Para ela, os cortes na assistência social, assim como na Educação e na Saúde, fazem parte de uma política de governo.
“Recomposição orçamentária é uma questão de escolhas do governo. No momento em que se escolhe armar o Ministério da Defesa e cortar recursos da Educação e do social, é uma escolha política”, diz ela.
A falta de um ministro da área, aponta Lauande, também é uma deficiência. Atualmente, o chefe do ministério da Cidadania é Onyx Lorenzoni, veterinário, sem nenhuma vivência na área. Antes dele, o ministro era o médico e deputado federal Osmar Terra (MDB-RS).
PSB defende plano emergencial
O deputado federal Danilo Cabral (PSB-PE), com o apoio de diversos parlamentares socialistas e de outros partidos, apresentou um projeto de lei que cria o Plano Emergencial para o Sistema Único de Assistência Social (SUAS). O objetivo é destinar R$ 4 bilhões, ainda este ano, para garantir o atendimento da população nos serviços de assistência social nos Estados e, principalmente, nos municípios.

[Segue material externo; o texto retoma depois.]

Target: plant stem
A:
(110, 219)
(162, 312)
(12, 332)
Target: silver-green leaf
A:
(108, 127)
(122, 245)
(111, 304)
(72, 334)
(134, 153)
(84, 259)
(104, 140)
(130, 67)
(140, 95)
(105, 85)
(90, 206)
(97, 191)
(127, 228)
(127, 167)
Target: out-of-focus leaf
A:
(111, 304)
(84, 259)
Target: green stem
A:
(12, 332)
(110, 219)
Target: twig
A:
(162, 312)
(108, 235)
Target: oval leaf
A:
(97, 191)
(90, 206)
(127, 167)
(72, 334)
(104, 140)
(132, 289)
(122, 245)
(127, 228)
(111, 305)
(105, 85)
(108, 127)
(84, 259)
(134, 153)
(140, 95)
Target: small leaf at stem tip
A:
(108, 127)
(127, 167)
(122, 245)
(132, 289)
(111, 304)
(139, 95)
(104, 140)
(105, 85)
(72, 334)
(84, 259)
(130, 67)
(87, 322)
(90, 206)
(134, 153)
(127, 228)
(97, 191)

“Todos os indicadores socioeconômicos sinalizam para um expressivo aumento da pobreza e da população em situação de vulnerabilidade social, a qual, necessariamente, deverá ser acolhida pelo SUAS. Por isso, devemos fortalecê-lo para garantir proteção social a essas pessoas”, afirma Cabral, que também é presidente da Frente Parlamentar em Defesa do SUAS.
Ele destaca que os 67 milhões de brasileiros que recebem o auxílio emergencial são potencialmente elegíveis para o atendimento da rede pública da assistência social.
“Há um déficit de mais de R$ 2 bilhões relativos aos exercícios anteriores, não repassados e reconhecidos pelo governo federal, embora tenham sido executados e inseridos nos planos de ação dos municípios, além de um déficit no orçamento de 2020 da ordem R$ 1,5 bilhão”, diz Cabral.
Para Lauande, o dinheiro apontado no PL 4.292/2020 vai suprir os restos a pagar e o saldo devedor de anos anteriores, mas não substitui os recursos ordinários.
Cabral acrescenta que o déficit prejudica o atendimento de mais de 25 milhões de usuários da assistência social.
“Apesar da escassez de recursos, as necessidades estão se ampliando de modo significativo, em decorrência do aprofundamento da desigualdade e da desproteção, da crise e da situação de emergência. A situação de pandemia tem impactado nos estados e, principalmente, nos municípios, demandando esforços nacionais na definição de recursos novos”, finaliza.